Heureusement que nous les avons, ces grands intellectuels, qui savent les mots. Ils nous disent que la situation est grave, que tout est presque foutu, ils nous désignent depuis leur fauteuil les coupables, les ennemis du peuple, les agriculteurs, les industriels, les milliardaires, ils nous expliquent qu’à Sainte-Soline, personne n’avait été consulté, que l’on s’est réveillé, un matin, avec des gros trous dans la terre qui allaient boire son sang pour le seul bénéfice de quelques-uns. Ils nous parlent de guerre de l’eau (Batho, et tous les autres), c’est donc qu’il y a une guerre, qu’on peut la conduire, s’armer, frapper ! Les mots sont importants, ils sont des motivations.

Oui, heureusement qu’ils sont là pour tous ces jeunes à qui ils donnent une raison d’espérer. Ils n’ont jamais pris beaucoup de risques, n’ont rien à perdre, ils n’ont jamais connu de bagarre, n’ont d’expérience de la violence que la lecture des récits édifiants écrits par eux-mêmes, ces grands frustrés de l’action armée – mais on les comprend, un bourgeois de droite comme de gauche ne peut aller au feu, sa place est à la réflexion et à guider le peuple – qui nous apprennent que la violence tétanise le Pouvoir, ce qui permet à la masse formidable des gens de le chasser, et que tout combat passe par des morts et des blessés. Le combat du bien. Que le prolo aille joyeux face au fusil porté par son symétrique, le flic triste, encadré par la milice des quelques rejetons bien nés, formés à la dialectique et à bien repérer qui est cet autre à haïr, qui se reconnaissent à leurs habits noirs et leur passion pour les boules de pétanque.
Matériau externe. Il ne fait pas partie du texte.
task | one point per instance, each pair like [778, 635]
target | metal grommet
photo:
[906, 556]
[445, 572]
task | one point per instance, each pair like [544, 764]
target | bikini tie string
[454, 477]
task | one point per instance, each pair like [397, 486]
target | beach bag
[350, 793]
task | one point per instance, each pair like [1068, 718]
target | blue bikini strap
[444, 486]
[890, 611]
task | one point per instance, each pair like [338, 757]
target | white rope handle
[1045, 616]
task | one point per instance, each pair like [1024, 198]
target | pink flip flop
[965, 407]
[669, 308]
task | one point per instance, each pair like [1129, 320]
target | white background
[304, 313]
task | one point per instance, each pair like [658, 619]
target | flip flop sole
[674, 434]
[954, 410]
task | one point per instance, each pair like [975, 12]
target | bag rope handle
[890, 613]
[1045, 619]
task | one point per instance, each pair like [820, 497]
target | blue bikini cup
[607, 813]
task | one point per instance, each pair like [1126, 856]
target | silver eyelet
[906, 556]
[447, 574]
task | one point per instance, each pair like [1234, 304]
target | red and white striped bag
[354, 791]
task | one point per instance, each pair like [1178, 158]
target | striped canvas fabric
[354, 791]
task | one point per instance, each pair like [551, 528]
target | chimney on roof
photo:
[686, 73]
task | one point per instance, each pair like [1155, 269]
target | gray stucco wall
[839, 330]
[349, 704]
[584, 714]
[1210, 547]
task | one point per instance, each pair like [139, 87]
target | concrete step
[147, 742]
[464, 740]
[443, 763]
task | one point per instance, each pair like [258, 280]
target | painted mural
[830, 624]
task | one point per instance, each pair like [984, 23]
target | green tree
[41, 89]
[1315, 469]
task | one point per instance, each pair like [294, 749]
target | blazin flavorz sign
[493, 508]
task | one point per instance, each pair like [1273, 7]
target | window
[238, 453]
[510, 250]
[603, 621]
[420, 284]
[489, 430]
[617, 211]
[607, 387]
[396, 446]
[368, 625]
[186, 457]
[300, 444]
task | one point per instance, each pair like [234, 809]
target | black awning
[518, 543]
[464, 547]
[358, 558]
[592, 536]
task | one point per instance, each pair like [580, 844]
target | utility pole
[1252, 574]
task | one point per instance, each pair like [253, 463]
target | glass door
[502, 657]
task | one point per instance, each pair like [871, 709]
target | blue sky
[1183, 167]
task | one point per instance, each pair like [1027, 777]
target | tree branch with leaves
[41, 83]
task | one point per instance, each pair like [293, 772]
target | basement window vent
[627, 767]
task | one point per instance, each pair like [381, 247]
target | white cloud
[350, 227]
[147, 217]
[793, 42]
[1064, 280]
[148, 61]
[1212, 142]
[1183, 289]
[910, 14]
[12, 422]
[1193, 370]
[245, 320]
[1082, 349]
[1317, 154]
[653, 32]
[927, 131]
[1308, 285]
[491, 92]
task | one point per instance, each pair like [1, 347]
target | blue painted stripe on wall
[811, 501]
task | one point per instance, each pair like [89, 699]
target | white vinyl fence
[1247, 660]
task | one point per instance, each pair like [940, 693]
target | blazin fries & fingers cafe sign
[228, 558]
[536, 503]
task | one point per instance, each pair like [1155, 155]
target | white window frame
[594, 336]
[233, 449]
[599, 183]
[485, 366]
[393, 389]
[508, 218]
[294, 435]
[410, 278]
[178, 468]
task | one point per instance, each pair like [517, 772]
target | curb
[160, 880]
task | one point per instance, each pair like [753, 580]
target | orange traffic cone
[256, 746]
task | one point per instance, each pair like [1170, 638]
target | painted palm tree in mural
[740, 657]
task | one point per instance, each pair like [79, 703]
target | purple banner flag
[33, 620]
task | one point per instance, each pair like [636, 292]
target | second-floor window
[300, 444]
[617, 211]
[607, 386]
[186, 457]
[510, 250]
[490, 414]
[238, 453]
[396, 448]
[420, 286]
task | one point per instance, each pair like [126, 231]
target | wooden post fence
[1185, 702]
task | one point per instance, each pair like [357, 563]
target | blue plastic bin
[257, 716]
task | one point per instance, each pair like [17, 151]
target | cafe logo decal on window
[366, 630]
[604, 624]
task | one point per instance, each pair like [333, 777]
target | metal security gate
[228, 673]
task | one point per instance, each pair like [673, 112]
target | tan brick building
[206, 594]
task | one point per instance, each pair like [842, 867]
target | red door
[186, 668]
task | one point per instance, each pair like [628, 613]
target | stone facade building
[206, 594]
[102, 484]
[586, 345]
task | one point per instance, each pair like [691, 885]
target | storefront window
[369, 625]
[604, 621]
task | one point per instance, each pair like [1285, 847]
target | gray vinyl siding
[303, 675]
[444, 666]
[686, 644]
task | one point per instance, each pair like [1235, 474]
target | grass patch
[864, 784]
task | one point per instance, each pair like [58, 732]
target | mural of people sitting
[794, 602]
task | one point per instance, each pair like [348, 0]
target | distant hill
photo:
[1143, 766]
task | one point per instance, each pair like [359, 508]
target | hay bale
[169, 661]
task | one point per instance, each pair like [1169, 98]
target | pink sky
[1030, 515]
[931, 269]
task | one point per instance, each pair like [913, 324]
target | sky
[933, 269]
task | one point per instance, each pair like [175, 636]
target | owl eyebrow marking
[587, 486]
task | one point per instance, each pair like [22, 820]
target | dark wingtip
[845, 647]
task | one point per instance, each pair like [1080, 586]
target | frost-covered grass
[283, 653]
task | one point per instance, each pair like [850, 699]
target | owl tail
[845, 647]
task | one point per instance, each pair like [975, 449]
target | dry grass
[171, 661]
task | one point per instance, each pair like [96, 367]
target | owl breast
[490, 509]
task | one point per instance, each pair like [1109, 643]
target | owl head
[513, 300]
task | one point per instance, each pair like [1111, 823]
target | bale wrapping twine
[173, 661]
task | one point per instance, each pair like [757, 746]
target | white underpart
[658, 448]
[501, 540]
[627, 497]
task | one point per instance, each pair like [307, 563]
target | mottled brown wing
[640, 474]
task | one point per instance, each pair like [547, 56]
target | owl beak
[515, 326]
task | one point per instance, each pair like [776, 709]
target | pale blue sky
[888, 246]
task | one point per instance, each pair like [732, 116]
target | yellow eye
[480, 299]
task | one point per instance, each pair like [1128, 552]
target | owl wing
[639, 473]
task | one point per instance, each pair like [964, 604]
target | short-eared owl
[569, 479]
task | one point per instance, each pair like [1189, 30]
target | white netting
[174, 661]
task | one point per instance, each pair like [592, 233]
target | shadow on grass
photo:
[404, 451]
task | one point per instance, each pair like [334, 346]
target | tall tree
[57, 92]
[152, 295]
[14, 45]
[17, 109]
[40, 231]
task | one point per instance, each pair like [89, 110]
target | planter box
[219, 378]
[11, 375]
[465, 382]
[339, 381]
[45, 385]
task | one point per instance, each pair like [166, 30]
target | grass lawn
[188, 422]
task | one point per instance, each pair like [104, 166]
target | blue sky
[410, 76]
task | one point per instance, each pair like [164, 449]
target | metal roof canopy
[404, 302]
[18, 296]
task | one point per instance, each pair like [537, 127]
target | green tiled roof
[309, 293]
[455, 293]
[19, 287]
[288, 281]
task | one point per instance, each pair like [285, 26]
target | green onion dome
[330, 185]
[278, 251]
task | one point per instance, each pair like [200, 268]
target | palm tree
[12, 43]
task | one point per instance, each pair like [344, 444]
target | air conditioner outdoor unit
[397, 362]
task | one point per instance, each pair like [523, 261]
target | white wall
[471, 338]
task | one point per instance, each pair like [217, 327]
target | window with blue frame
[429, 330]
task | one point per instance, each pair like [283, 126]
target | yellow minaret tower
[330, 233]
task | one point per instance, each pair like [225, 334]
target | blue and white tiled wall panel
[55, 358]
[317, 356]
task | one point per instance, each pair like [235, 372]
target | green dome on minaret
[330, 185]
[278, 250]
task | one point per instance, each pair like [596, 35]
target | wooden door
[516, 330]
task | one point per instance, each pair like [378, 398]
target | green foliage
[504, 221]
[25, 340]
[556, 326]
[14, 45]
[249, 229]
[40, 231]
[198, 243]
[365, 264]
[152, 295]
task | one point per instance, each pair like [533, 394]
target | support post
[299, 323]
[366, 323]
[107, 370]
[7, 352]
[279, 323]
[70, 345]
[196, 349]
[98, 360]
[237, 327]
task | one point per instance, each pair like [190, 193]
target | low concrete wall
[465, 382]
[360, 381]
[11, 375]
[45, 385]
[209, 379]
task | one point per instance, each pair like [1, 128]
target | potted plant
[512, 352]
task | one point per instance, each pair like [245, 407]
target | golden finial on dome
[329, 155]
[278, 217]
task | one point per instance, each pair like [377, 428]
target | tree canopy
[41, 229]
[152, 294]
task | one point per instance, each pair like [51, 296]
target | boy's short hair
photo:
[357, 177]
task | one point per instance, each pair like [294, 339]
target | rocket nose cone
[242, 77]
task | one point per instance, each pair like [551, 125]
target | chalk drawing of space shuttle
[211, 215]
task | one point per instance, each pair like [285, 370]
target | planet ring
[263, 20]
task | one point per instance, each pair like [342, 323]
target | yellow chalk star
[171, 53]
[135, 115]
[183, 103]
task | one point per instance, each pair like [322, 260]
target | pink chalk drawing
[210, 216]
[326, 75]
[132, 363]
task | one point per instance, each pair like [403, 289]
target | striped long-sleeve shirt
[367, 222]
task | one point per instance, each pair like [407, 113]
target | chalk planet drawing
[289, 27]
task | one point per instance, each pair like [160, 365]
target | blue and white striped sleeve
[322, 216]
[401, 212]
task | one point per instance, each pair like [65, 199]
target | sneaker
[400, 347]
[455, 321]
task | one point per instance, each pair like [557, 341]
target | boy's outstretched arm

Le but sera bientôt atteint. Ne surtout pas parler d’eau autrement qu’en généralités. Ni de rien d’autre. S’en servir pour maintenir un état de guerre permanent entre les gens du bien et eux. Le manichéisme glacera pour un moment les deux camps, ceux qui sont pour, eux, ceux qui sont contre, nous les heureux illuminés par la grâce. Celui-là, les plateaux télés l’aiment bien, car il fait des débats faciles à mener et génère des petites phrases sur les réseaux sociaux. Celui-là, il aide à étouffer les égarés qui pensent encore à la nuance, aux faits, à la science, à la pondération, à la contradiction, au respect des usages, des règles, du droit, de la Justice, de l’autre. Dans le no man’s land tu ne vivras pas longtemps, toi pauvre modéré membre d’une association écolo de terrain, d’une coopérative, d’un parc régional, toi la chargée de mission d’une collectivité, toi l’élu local, toi l’ingénieure territoriale, toi l’agriculteur, toi l’industriel, vous tous et toutes qui, dans les syndicats de rivière, les commissions locales, les comités de bassin discutez depuis des années pour faire avancer cette démocratie qu’est l’eau. Le modéré est un lâche et un traître, car il n’a pas choisi son camp. Ne surtout pas parler de ce qui améliore la situation de l’eau, car il faut en rester à l’idée que la guerre est là pour longtemps. La démocratie aussi est une lâche, car elle ronge la planète par la lenteur de ses routines.

Tout cela est une évolution naturelle. Comment exister autrement dans une société répartie entre opprimés et angoissés qui a élu un ado ayant épousé sa mère et placé face à lui un admirateur des dictateurs à grosses moustaches ?

Tout ceci profite évidemment à l’héritière d’admirateurs d’autres dictatures, dont les bottes étaient peut-être mieux cirées. Mais après tout… qu’elle prenne le pouvoir, le camp du bien n’en veut pas, au contraire, elle au pouvoir, il aura enfin atteint le Saint-Graal : devenir résistant. Rejouer 1940. L’eau, elle, aura continué de couler ; ou pas.